It’s what I hope is my last day in the office, doing more push to make sure the email account transfer worked, and to parse the big pile of books I left for colleagues for any hidden gems that I actually do want to keep.
Walking in, I was reflecting on my time here. It’s made all the more poignant by ending up in the same building that I had my first office in, and indeed my interview (which I recall was marked by uncharacteristic bullishness).
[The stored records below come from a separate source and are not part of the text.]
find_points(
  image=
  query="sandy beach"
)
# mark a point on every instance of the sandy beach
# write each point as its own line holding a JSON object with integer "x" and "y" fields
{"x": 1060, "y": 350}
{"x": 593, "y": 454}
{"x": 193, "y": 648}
Circle of life, and all that.
And because it’s the same building, I was confronted with the acrobat sculpture that has dangled here for at least 18 years.
For me, it’s one of the mysteries of this place.
I have no idea why it was chosen, given the building has no obvious links with either gymnastics or visual arts.
I also doubt that it’s ever been cleaned, given the build-up of dust on the (few) flat surfaces.
And I never got to the bottom of the semiotics of the piece, a topic of numerous discussions in the mid-2000s with my colleagues specialising in gender.
Those queries and unknowns now pass into the big pile of stuff that I’ve never got round to addressing during my time here: they might not have been that important at all, but it is now my movement away that makes me think it would have been good to find out.
Which is the more general point: in a perspective of being in a role or a situation for an indefinite period of time, it’s easy to leave things for later.
Just as I did a lot more sightseeing around London after I stopped living there, so too with work: curiosity often gets trampled by familiarity.
Which is a shame, since curiosity is perhaps one of the most valuable attributes to bring to pedagogy. If you can get someone genuinely interested in a subject, then they will bring themselves a long way in the process of learning about it.
So why not take some time to explore the mysteries of your place of work and your situation: maybe you’ll find some enlightenment and open some doors.